Inside the car again they blasted the heat. “I’ve missed that,” he said.
“You’ve missed it?” she said, touching her flushed face with both her hands. Then she burst into laughter.
They drove along the water, past seaports and tourist spots that had been battered the week before by the season’s first hurricane, which came earlier and hit stronger than anyone could have forecasted. The harbors and beaches had been damaged, and as they drove along they got a glimpse of a stretch of expensive beach homes, one of which had been cleaved on one side by a schooner.
They got on the highway that led home and he drove past the exit. “You just missed the exit, Tim.”
“Are you going to go back to work?” he asked.
“I don’t know,” she said. “Why?”
“Just curious.”
She didn’t want to go back to work. She supposed it was the best way to spend her time, that it was an honorable distraction from the many hours in a day, and that it gave her life continuity and purpose. But the truth was she didn’t want to do anything. She couldn’t explain why, but she was nearly completely absent of any assertive sense of what she wanted to do with herself. She didn’t mind that they had missed the exit. They could keep driving forever.
“I probably will,” she said.
“If you do go back,” he said, “I have a listing for you.”
“A listing?”
“Will you do me a favor?”
“Are we driving into the city?”
“Be honest with me.
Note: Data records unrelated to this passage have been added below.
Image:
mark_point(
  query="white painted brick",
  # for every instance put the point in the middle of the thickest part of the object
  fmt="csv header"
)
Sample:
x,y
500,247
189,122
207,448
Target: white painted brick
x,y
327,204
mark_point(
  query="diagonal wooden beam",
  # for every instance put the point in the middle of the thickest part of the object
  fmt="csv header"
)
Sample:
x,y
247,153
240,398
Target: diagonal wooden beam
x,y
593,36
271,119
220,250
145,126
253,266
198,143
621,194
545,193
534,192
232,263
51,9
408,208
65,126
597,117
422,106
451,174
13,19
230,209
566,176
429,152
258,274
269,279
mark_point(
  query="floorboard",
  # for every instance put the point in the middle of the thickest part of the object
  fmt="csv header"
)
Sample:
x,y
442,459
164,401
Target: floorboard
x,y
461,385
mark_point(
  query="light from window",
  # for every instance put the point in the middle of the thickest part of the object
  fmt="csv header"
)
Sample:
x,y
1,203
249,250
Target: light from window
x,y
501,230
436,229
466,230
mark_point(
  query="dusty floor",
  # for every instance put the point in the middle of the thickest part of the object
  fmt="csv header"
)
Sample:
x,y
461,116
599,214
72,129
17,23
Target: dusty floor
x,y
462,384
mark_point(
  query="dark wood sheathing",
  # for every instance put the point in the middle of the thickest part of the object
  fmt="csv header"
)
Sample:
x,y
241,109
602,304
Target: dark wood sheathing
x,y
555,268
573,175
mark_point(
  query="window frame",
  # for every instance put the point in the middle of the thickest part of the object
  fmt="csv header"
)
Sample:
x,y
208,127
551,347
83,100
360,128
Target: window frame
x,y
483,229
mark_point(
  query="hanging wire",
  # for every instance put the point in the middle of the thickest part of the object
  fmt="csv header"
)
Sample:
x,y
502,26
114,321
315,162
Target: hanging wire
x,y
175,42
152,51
Do you really want to go home?”
“It’s probably the last place I want to go,” she said.
“Why didn’t you say so?”
“I’m supposed to be happy to be going home, aren’t I?”
“Not if home makes you unhappy.”
When they reached the city he parked in front of a fire hydrant and threw on the hazards. He didn’t step out immediately. She was taking her cues from him, so she waited, watching him. He turned and announced he’d quit the firm. He had presented his resignation to Mike Kronish the day before, only to learn that staff attorneys didn’t need to formally resign. They just needed to give personnel their two weeks’ notice. Hearing the news, she felt something for the first time.
“They were never going to let me back in,” he said.
“You thought they would?”
“Didn’t you know that’s what I was hoping for?”
“I didn’t understand how you could do it if you weren’t a partner,” she said.